A l’issue de ces investigations, un procès-verbal de travail dissimulé (référence 2021/21) a été dressé à son encontre le 10 septembre 2021 et transmis au procureur de la République.
Une lettre d’observations datée du 21 octobre 2021 a été adressée à Monsieur [W] [I], en sa qualité de dirigeant de l’entreprise individuelle, aux termes de laquelle un redressement pour « travail dissimulé avec verbalisation – dissimulation d’emplois salariés : taxation forfaitaire » et « annulation des exonérations et réductions de cotisations suite au constate de travail dissimulé » était envisagé pour la période du 1er janvier 2016 au 31 mars 2020, pour un montant de 657 551 euros en cotisations et contributions de sécurité sociale et 207 841 euros en majorations de redressement pour infraction de travail dissimulé.
Aux termes des échanges intervenus au cours de la période contradictoire, les inspecteurs de l’URSSAF ont maintenu le redressement pour son entier montant.

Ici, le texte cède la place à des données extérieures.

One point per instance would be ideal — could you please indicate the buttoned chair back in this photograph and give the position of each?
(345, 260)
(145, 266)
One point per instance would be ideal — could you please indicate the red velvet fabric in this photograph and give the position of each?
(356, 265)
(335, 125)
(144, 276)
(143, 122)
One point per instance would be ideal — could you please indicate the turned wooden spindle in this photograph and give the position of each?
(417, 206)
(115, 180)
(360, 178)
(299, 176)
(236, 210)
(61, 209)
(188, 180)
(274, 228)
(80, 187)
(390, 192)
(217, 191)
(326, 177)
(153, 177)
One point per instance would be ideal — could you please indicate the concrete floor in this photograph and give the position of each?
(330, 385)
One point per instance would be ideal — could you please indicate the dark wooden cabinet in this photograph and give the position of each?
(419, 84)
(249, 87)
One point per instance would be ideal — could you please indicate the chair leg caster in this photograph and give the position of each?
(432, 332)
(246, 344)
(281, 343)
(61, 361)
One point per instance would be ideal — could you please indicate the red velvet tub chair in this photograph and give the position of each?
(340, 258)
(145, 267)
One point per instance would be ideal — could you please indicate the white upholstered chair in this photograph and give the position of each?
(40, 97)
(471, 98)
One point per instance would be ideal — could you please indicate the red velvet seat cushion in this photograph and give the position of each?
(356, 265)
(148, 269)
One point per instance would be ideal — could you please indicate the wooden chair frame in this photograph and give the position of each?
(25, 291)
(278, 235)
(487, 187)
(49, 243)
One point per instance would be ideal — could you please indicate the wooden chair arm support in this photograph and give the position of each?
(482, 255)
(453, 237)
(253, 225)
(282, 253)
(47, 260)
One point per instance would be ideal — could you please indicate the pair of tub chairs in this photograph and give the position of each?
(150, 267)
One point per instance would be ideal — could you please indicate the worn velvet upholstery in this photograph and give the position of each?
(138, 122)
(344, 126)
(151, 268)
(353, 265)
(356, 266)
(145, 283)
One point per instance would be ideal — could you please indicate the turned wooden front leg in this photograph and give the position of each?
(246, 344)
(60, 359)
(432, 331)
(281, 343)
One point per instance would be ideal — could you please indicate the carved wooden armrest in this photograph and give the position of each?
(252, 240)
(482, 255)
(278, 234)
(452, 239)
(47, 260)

Le 9 février 2022, l’URSSAF a adressé au cotisant une mise en demeure portant sur un montant total de 950 416 euros, soit 657 551 euros au titre des cotisations, 207 841 euros au titre des majorations de redressement, ainsi que 85 024 euros au titre des majorations de retard.
Par courrier du 8 mars 2022, Monsieur [W] [I] a formé un recours gracieux devant la Commission de Recours Amiable (CRA) de l’URSSAF afin de contester le redressement ainsi notifié.
Par décision du 26 mai 2023, notifiée le 31 mai 2023, la CRA a rejeté la contestation de Monsieur [W] et maintenu, en conséquence, le redressement.
La société a saisi le pôle social du tribunal judiciaire de Lyon d’une requête déposée le 18 juillet 2023 auprès du service d’accueil unique du justiciable (SAUJ) du tribunal.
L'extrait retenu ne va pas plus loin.